Segmentations and radiomic features were separately assessed for interobserver agreement. For segmentation, the Dice similarity coefficient was used to measure interobserver reliability, while intraclass correlation coefficient (ICC - 3,k), two-way random effects model, and absolute agreement were used for radiomics features[22]. Features with an ICC>0.75 were included in the coefficient of variation (CoV) analysis, with those presenting >15% variances being eliminated[16]. The predictor features that passed the CoV analysis were subjected to Spearman’s correlation (SC) analysis, and correlation matrixes were performed for variance inflation factor (VIF) analysis.

Features Selection Analyses: Collinearity-multicollinearity Evaluation and Least Absolute Shrinkage and Selection Operator Regression

VIF analyses were performed to reduce the collinearity-multicollinearity using the formula 1/1-R2. If the VIF was above 10, the feature was eliminated[23]. The features with smaller CoV were preserved in this elimination process. Further, validated imaging biomarkers were evaluated using SC analysis between features and outcomes (p<0.01). Features were selected with the least absolute shrinkage and selection operator (LASSO) with L1 normalization. Random sampling and 5-fold cross-validation were used for seeding LASSO.
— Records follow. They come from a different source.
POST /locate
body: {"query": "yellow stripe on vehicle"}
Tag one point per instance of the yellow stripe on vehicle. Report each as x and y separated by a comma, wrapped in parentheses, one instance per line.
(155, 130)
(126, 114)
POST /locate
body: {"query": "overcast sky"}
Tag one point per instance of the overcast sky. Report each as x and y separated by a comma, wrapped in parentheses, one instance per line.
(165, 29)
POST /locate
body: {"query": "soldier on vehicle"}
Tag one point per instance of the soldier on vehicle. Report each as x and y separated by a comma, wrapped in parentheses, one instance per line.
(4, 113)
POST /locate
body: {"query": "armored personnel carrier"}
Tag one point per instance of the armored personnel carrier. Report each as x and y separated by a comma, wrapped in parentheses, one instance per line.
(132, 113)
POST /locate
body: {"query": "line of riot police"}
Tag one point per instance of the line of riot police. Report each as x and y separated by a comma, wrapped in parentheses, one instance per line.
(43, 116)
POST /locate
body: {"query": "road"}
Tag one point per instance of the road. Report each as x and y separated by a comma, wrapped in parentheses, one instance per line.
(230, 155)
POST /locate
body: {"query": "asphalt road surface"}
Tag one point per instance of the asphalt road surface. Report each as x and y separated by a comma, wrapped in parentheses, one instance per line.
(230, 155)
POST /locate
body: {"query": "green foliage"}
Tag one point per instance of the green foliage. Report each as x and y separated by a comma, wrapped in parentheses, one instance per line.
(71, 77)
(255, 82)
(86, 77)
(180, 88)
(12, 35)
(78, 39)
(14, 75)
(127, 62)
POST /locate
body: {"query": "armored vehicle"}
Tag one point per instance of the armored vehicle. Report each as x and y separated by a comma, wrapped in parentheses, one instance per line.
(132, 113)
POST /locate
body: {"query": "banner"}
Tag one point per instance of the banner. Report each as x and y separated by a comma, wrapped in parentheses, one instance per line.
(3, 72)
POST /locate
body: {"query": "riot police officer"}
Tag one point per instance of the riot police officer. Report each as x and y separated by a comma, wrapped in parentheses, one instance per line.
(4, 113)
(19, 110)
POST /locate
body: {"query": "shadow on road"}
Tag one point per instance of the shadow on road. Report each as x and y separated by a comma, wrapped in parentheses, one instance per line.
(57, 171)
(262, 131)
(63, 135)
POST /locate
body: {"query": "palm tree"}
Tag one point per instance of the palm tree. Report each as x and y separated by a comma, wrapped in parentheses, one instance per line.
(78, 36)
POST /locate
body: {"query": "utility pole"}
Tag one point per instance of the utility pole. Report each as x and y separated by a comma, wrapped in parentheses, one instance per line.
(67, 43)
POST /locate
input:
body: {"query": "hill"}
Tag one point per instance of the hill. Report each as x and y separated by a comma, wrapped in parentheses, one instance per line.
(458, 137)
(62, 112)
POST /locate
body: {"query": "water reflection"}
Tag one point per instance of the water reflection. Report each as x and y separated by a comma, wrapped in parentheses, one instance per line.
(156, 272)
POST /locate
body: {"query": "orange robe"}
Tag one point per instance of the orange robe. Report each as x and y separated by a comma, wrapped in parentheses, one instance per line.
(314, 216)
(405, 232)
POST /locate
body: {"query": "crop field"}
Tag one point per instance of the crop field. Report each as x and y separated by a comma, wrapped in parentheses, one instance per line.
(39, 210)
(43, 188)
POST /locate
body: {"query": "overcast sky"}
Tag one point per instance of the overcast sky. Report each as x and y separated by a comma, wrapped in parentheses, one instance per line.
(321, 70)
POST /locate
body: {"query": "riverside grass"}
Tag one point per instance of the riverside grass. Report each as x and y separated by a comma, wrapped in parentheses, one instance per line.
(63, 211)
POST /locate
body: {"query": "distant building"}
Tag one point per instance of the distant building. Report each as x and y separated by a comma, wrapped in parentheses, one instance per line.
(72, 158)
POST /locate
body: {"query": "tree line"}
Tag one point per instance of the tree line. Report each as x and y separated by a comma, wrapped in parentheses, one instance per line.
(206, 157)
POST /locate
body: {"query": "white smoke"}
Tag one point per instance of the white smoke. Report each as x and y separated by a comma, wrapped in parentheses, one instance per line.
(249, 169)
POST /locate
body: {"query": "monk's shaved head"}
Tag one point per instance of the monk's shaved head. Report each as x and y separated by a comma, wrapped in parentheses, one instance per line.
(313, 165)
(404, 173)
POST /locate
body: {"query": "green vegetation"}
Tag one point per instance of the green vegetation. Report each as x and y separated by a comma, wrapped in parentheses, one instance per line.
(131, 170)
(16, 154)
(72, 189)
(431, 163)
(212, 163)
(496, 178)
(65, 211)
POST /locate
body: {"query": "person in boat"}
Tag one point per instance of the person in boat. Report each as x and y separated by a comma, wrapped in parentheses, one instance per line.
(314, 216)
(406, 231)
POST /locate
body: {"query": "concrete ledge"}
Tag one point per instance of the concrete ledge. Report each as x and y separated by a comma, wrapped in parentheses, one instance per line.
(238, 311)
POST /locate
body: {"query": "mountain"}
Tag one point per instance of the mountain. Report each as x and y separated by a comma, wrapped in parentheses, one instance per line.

Structuring Artificial Neural Networks

For training, networks of multilayer perceptron and radial basis function were selected. The software appointed the number of layers, the number of neurons, error function, hidden activation, and output activation in these models. The software used random number generator for sampling 70% of the patients as train, 15% as a test, and 15% as a validation (hold-out) set for each training session of neurons. These subgroups were in a similar distribution in terms of predictors and outcomes. Hyperparameter tuning was made with the “early stopping” algorithm. The “Early stopping” algorithm trains the neural networks with the “training” set and performs hyperparameter tuning with the “test” set at the end of each epoch. Neuron training continues as long as the error rate decreases in both groups. The training is terminated when the error rate starts to increase in the “test” set. Finally, neuron performance is measured with the validation (hold-out) set.

Statistical Analysis

Statistical analyses and neural network development were performed using the TIBCO Statistica version 13.0.5 (TIBCO Software, Palo Alto, CA). Neural network results with the highest diagnostic accuracy are presented with area under the receiver operating characteristic curve (AUC) with 95% confidence intervals. In receiver operating curve analysis, if AUC was >0.85 and p-value was <0.01, then it was considered a validated classifier neural network[16].

RESULTS

Patient’s Characteristics

This study included 130 consecutive patients with pituitary adenoma. The mean age was 46.49±13.69 years, and 76/130 (58.46%) were women. All patients were Caucasians. A full summary of clinicopathologic characteristics of the patients is presented in Table 2.

Table 2

Characteristics of the participants.

Model Development and Specification

The interobserver median Dice coefficient values for segmentations were 0.84 [interquartile range (IQR): 0.06] between observers 1 and 2; 0.84 (IQR: 0.17) between observers 1 and 3; and 0.79 (IQR: 0.20) between observers 2 and 3. The 204 features were eliminated by using ICC (<0.75). By using CoV analysis (>0.15), 552 features were eliminated. Finally, another 44 features were eliminated by using VIF analysis due to collinearity. Most of the radiomics features were found to be unstable (n=800, 94%). Stable predictors (n=51) and all outcomes were used for correlation analysis, and correlation matrixes were created to evaluate the unadjusted relation between each candidate predictor and outcomes (Figure 2). In this analysis, all SC coefficients were below 0.30, with p<0.01 for only five predictors (Figure 3). Finally, LASSO regression was used for regularization, and the most relevant predictors were selected for neural network training.

Figure 2

Correlation matrix between predictors and outcomes.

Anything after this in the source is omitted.